The Social Contract and AI-Driven Judicial Opinions
The Social Contract and AI-Driven Judicial Opinions
At the ABA Tech Show last month, I got into an interesting discussion about judges using AI. I told the person I was talking with that I'm fine with judges using AI to summarize, conduct legal research, draft orders and polish their opinions after they've done the thinking themselves. But I draw the line at judges using AI to help with the "white page problem." You know, that moment when you're staring at a blank screen trying to figure out where to start. That's when the real work happens.
The Judicial Social Contract
The legitimacy of judicial authority depends on more than institutional structure or legal correctness. It rests on a deeper moral and civic understanding: that judges will personally engage with the cases before them, applying human judgment, experience, and ethical reasoning to the facts and the law.
This is not a formal rule. It is a social contract. And as Rousseau argued, legitimacy arises not merely from the outcomes of a decision, but from participation in a process that is recognizably human and just. The judiciary's authority is accepted because the public believes that judges are not just following rules, but struggling with them, weighing competing principles, and making meaning of them in context.
This expectation is central to democratic governance. Judicial decision-making is not mechanical. It is interpretive, deliberative, and deeply human. When we are governed by courts, we are governed by people who have looked the law in the eye and taken responsibility for what it demands.
The White Page Problem Matters
The "white page problem"—that moment of staring at a blank screen before the writing begins is not a mere productivity hurdle. It is part of the intellectual and moral work of judging. In organizing one's thoughts, drafting an opinion, and committing to a particular reasoning path, the judge is doing more than typing. They are wrestling with complexity, doubt, and consequence.
To outsource this stage to AI is to bypass an essential part of the judicial process. The resulting opinion may be well-written and logically coherent, but it has not passed through the crucible of human deliberation. The judge may have reviewed it, approved it, even edited it—but the act of authorship, and the responsibility that comes with it, has been diluted.
A Question of Authorship
Judicial opinions carry the authority of the state, but their legitimacy depends on being authored by someone who has done the work. If the initial framing, logic, and analytical structure come from an AI, who is the real author?

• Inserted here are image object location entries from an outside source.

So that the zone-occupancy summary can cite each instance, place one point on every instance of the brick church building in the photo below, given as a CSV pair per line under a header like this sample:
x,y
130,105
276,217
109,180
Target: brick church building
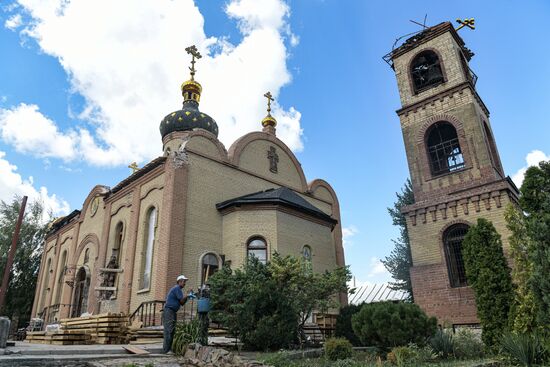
x,y
454,166
191,210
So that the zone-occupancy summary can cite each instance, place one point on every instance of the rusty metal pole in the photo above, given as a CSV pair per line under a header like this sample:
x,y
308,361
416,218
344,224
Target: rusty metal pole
x,y
11,254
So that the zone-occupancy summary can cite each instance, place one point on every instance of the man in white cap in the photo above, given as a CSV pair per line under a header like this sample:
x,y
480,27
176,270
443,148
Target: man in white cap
x,y
174,300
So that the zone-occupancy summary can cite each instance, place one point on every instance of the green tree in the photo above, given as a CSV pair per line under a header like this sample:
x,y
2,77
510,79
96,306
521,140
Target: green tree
x,y
388,324
523,312
489,276
343,323
24,274
266,305
399,262
535,201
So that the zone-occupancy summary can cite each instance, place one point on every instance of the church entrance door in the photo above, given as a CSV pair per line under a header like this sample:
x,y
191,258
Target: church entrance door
x,y
81,288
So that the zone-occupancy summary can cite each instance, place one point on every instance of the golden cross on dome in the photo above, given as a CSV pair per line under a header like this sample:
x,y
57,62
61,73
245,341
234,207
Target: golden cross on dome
x,y
192,50
269,99
466,23
134,167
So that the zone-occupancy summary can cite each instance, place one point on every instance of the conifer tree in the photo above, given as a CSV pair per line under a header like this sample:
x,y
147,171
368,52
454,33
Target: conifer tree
x,y
535,201
399,261
489,276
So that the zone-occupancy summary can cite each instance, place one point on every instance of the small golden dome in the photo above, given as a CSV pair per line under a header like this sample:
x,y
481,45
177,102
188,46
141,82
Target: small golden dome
x,y
269,121
191,90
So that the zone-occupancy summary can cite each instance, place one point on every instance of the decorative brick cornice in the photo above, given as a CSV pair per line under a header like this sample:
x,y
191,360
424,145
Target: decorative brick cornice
x,y
459,88
482,197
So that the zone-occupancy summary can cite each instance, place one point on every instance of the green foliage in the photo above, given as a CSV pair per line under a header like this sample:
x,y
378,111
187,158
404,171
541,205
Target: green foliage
x,y
489,276
523,312
22,283
535,201
343,324
186,333
387,324
338,348
399,261
265,305
404,356
442,343
525,349
467,344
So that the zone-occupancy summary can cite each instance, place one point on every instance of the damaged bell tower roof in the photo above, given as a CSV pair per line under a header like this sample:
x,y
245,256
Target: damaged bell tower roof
x,y
423,36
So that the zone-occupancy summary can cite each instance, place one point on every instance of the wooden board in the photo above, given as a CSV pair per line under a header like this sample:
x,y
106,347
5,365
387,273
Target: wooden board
x,y
135,350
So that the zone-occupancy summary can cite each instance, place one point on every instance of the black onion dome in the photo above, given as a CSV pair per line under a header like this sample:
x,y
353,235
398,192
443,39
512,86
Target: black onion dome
x,y
188,118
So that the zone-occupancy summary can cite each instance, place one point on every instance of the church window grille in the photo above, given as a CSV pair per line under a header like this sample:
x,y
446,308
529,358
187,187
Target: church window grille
x,y
307,257
119,233
444,149
257,247
60,278
209,266
452,240
148,253
426,71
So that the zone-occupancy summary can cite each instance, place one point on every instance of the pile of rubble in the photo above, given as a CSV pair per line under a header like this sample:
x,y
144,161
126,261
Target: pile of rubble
x,y
204,356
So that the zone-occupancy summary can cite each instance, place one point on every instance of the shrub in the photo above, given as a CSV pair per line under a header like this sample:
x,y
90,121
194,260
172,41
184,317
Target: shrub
x,y
185,334
526,349
279,359
387,324
405,356
343,324
442,343
265,305
467,344
489,276
338,348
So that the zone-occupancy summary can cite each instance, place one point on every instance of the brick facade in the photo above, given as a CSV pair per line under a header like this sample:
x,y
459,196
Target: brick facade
x,y
478,189
184,186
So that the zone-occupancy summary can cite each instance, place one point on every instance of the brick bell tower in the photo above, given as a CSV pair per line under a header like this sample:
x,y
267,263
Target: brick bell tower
x,y
454,167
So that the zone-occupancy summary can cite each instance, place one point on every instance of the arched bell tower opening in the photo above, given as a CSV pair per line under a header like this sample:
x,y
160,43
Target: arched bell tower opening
x,y
454,167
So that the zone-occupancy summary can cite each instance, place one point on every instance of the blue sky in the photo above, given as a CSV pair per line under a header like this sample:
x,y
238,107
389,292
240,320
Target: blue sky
x,y
84,88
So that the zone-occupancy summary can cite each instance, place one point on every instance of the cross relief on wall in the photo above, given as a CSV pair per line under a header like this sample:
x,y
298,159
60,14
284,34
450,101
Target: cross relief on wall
x,y
273,158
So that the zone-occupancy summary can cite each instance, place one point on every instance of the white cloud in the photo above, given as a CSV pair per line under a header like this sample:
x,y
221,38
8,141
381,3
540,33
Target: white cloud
x,y
347,234
127,60
11,183
13,22
29,131
533,159
377,269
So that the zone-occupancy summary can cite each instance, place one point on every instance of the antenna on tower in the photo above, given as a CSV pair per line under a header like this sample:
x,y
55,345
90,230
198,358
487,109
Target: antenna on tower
x,y
423,24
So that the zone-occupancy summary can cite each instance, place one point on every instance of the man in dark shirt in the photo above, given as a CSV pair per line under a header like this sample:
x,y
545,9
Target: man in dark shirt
x,y
174,300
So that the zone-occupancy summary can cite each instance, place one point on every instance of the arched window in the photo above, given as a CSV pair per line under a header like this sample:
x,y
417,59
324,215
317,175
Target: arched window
x,y
444,148
147,255
209,265
117,247
45,286
59,288
426,71
452,242
257,247
307,257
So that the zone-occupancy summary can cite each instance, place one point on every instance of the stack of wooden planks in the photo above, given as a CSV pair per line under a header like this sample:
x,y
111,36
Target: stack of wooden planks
x,y
106,328
146,336
57,338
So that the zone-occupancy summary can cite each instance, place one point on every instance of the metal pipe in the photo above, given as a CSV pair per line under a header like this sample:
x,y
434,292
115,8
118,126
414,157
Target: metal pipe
x,y
11,254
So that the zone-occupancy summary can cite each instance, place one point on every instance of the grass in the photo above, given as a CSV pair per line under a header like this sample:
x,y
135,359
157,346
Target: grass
x,y
360,359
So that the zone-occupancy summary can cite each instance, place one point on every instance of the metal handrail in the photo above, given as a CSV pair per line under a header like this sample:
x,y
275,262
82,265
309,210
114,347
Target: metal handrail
x,y
147,313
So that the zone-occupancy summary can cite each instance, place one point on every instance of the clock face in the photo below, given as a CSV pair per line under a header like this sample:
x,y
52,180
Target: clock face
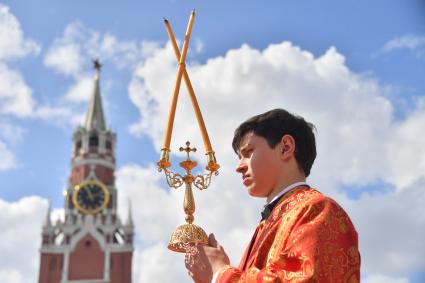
x,y
90,196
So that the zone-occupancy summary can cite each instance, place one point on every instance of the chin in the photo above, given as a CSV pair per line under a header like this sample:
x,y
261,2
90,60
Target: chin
x,y
255,193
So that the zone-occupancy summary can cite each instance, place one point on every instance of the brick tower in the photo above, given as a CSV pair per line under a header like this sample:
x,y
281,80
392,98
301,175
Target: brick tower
x,y
91,245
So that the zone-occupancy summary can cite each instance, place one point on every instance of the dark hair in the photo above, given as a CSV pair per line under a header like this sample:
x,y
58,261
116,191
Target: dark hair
x,y
276,123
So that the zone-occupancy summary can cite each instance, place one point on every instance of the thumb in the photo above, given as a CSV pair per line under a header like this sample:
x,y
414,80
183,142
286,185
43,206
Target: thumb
x,y
212,241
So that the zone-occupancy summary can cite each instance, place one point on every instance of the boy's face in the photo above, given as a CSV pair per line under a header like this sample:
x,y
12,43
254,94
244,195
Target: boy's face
x,y
260,165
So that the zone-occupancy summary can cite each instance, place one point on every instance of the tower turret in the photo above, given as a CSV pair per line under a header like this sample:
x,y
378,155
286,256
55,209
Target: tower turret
x,y
91,244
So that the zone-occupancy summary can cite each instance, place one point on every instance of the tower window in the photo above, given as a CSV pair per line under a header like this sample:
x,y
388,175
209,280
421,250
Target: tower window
x,y
94,140
108,145
77,146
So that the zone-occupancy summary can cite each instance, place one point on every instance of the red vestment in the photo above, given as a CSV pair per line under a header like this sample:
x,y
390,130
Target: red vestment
x,y
308,237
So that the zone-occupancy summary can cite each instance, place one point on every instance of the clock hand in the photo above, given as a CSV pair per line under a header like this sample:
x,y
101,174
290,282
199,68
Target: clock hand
x,y
89,193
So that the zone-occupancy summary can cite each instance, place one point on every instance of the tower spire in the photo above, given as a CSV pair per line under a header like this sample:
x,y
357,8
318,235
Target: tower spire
x,y
48,222
94,117
130,215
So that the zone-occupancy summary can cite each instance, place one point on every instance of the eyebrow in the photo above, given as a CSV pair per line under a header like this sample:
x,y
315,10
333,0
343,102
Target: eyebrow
x,y
244,148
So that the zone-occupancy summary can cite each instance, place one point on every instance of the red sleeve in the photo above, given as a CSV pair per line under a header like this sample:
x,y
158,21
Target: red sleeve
x,y
315,242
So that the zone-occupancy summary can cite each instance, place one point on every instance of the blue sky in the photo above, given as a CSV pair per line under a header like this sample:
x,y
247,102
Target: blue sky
x,y
382,44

Even if the judge agrees with the final result, the foundation has been laid by a machine. That presents a serious problem—not just for accountability, but for the trust that the public places in the courts. The social contract assumes that judges are not merely endorsing opinions, but owning them.
But What If the AI Is Better?
A common counterpoint is that AI might actually improve judicial opinions—making them more coherent, less biased, and more consistent. Isn't that a virtue?
Only if we confuse correctness with legitimacy.
A technically perfect opinion is not necessarily a legitimate one. The public expects, and deserves, more than formal accuracy. We expect that someone—a person—considered the arguments, bore the weight of ambiguity, and took moral and intellectual responsibility for the result.
An AI can simulate coherence. It cannot simulate judgment. And when judgment is displaced, so too is legitimacy. No one wants to hear that they can’t see their kids this weekend because the Judge used Grok.
Enhancing Rather Than Replacing Judgment
To be clear, this is not a call to reject AI from the judicial process entirely. There is a meaningful role for technology in helping judges refine their thinking, check citations, and improve the clarity of their work.
The key distinction is this: A human being who writes the first draft, establishes the analytical framework, and reaches conclusions independently before using AI to polish the final product or challenge the judge's position maintains their end of the social contract.
In this context, AI serves as a tool for second-order reflection, not first-order reasoning. The judge remains the originator of the judgment, and the ultimate author of the opinion.
Moving Forward
As courts integrate AI into their workflows, we must draw a bright line between enhancement and outsourcing. The tools we adopt should assist, not replace, the essential human struggle at the heart of judicial work.
Our legal system depends not just on outcomes, but on the legitimacy of the process. And that legitimacy depends, in turn, on the humanity of the decision-maker. If we allow machines to write what only people should decide, we risk trading efficiency for authority and that is a bargain no democracy can afford.